Insufficient attention to detail can lead to disastrous outcomes, exemplified by the Mars Climate Orbiter (1999).
Case Study: Mars Climate Orbiter
Background
NASA partnered with Jet Propulsion Laboratories and Lockheed Martin to create the Mars Climate Orbiter.
The mishap resulted from inconsistent unit measurements, underlining the importance of clarity in data specifications.
Lesson Harnessed
Attention to detail is paramount in engineering and business.
Data must be cleaned and manipulated accurately before analytics can commence.
Data Analysis Stages
Phases in Business Analytics
The process consists of three main stages:
Framing
Solving
Reporting
In this course, the focus is on the "solving" phase, particularly analysis post-data collection.

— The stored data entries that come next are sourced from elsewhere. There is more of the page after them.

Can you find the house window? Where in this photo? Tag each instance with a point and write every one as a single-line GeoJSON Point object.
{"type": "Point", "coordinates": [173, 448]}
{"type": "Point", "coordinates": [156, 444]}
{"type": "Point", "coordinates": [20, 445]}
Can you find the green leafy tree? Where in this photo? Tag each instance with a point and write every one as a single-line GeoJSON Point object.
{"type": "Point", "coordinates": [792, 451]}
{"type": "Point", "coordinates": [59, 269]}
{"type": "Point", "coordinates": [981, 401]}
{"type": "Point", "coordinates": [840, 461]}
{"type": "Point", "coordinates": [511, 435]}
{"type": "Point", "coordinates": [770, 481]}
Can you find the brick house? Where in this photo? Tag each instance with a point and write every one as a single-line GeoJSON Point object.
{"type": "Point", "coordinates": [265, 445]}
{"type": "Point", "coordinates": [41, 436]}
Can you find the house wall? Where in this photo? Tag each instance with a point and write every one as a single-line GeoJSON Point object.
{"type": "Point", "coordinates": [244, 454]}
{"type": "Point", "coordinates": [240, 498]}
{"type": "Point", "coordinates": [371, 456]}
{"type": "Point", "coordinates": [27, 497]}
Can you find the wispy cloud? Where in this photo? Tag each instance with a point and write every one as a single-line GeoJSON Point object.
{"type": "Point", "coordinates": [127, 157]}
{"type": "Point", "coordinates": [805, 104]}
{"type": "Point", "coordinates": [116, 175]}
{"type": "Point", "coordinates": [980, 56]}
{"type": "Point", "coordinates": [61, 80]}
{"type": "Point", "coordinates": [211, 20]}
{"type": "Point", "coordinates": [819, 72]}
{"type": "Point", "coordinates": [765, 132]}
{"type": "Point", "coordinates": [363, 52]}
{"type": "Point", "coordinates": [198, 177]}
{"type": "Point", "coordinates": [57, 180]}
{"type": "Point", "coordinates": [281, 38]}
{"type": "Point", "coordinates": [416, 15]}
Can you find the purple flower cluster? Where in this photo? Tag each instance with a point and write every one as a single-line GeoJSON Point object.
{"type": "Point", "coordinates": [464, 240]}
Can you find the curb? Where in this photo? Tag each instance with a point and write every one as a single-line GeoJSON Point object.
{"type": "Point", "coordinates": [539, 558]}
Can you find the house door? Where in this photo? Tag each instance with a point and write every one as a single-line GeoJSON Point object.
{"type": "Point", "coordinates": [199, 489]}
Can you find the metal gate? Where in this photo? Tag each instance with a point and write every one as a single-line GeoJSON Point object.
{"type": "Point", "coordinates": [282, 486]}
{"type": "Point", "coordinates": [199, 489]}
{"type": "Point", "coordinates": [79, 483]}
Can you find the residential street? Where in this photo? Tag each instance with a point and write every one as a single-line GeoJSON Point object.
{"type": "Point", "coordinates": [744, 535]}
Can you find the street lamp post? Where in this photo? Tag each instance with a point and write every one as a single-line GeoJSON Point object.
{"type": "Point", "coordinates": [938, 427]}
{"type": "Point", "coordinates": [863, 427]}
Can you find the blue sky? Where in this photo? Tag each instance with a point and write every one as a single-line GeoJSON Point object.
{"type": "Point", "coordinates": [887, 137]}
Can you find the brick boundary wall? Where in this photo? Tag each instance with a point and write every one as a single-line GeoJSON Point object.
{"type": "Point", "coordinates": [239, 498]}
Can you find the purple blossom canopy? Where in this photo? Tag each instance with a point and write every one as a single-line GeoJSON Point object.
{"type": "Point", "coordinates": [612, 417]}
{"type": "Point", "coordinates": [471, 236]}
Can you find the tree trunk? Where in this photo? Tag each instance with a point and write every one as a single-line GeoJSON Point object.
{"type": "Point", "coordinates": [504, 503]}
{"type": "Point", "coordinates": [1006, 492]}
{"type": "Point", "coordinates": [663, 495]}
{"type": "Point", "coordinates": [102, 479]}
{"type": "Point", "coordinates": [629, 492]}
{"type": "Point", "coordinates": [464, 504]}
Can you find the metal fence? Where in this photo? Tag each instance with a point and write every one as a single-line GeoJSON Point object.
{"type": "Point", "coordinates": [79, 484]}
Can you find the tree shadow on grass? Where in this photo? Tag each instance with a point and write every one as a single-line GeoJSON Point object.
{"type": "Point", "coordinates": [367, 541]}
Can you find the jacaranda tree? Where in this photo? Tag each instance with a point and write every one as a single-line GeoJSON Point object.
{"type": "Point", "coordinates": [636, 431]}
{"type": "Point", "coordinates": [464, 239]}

Data Preparation and Familiarization
Before analysis, familiarize with the data, considering its origin, updates, and purpose.
Important queries referred to as the Six W's:
Who: Creator of the data
What: Details/type of data
Where: Source of the data
When: Last updated
Why: Purpose of data collection
How: Method of connection or collection
Data Extraction, Transformation, Load (ETL) Pipeline
The ETL process is critical when handling data from various sources:
Extract: Data is gathered from multiple databases or spreadsheets.

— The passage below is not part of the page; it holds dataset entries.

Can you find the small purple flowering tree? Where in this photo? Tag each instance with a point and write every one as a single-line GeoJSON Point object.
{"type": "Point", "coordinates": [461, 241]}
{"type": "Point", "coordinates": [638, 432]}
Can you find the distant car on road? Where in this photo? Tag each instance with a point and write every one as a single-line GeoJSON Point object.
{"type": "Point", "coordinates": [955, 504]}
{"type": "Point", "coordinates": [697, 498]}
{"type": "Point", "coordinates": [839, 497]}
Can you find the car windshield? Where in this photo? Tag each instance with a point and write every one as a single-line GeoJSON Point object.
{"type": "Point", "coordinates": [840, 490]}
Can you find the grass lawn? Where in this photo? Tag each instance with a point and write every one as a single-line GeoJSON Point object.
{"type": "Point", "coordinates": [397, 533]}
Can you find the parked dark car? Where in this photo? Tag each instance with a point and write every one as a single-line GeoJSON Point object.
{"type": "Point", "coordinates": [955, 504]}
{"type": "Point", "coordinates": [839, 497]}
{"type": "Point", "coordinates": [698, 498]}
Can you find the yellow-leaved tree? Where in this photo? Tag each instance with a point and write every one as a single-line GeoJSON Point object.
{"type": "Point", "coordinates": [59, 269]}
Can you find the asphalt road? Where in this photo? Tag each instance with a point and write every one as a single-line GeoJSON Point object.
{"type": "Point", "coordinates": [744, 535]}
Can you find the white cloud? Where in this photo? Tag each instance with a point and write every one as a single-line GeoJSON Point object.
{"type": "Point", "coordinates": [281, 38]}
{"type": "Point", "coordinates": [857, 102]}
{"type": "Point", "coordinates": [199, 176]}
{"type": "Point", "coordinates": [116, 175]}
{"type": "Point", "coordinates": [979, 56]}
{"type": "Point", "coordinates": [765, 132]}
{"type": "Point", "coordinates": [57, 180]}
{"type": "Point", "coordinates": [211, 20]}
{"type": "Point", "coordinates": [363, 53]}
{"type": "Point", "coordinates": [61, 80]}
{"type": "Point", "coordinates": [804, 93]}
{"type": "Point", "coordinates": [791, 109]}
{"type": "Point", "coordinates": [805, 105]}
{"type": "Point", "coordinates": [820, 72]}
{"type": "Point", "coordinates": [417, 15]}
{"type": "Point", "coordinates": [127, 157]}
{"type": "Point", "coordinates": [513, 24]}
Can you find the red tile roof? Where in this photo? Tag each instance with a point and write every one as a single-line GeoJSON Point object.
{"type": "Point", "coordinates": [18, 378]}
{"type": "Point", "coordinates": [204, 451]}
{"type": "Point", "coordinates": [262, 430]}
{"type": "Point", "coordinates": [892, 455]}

Transform: Requires cleaning, standardizing, enriching, and manipulating, including:
Type conversion
Structuring and restructuring data
Load: Finalizing data for analysis, while ensuring accuracy and relevancy.
Cleaning and Manipulating Data
Key procedures during the cleaning phase include:
Handling Missing Values:
Incorrect Data: May result from manual input errors or systemic faults.
Inaccurate Data: Requires identifying issues before analysis.
Early Transformation Strategies:
Type Conversion: For example, converting string representations of numbers into numerical format.
Data Subsetting: Remove irrelevant or outdated rows using subsets.
Aggregating Data: Group together relevant variables (e.g., bedrooms and bathrooms).
Sanitization: Remove leading or trailing spaces and entries that may interfere with analysis.
Standardization: Align data formats across different sets (e.g., currency and temperature units) to ensure consistency.
Dealing with Missing Data
Strategies:
Delete: Remove rows with missing values if they constitute a small percentage (<5%) of the dataset.
Imputation: Replace missing values with estimates (using mean, median, or mode).
Careful balance is essential to avoid distorting data distributions.
Consideration of Outliers:
Outliers can indicate important information but may also signal data entry errors.
Data Reference Values: Be aware of varying reference points in different systems (e.g., date references).
Categorization Conversion: Use functions to convert categorical data into a numerical format for analysis.
Time Commitment in Data Cleaning
A significant portion of data analysis time (over 60%) may be invested in cleaning and manipulation.
Class Interaction and Next Steps
The instructor asks if there are any questions about the discussed concepts.
A quiz assessing understanding of concepts is scheduled to follow the lecture.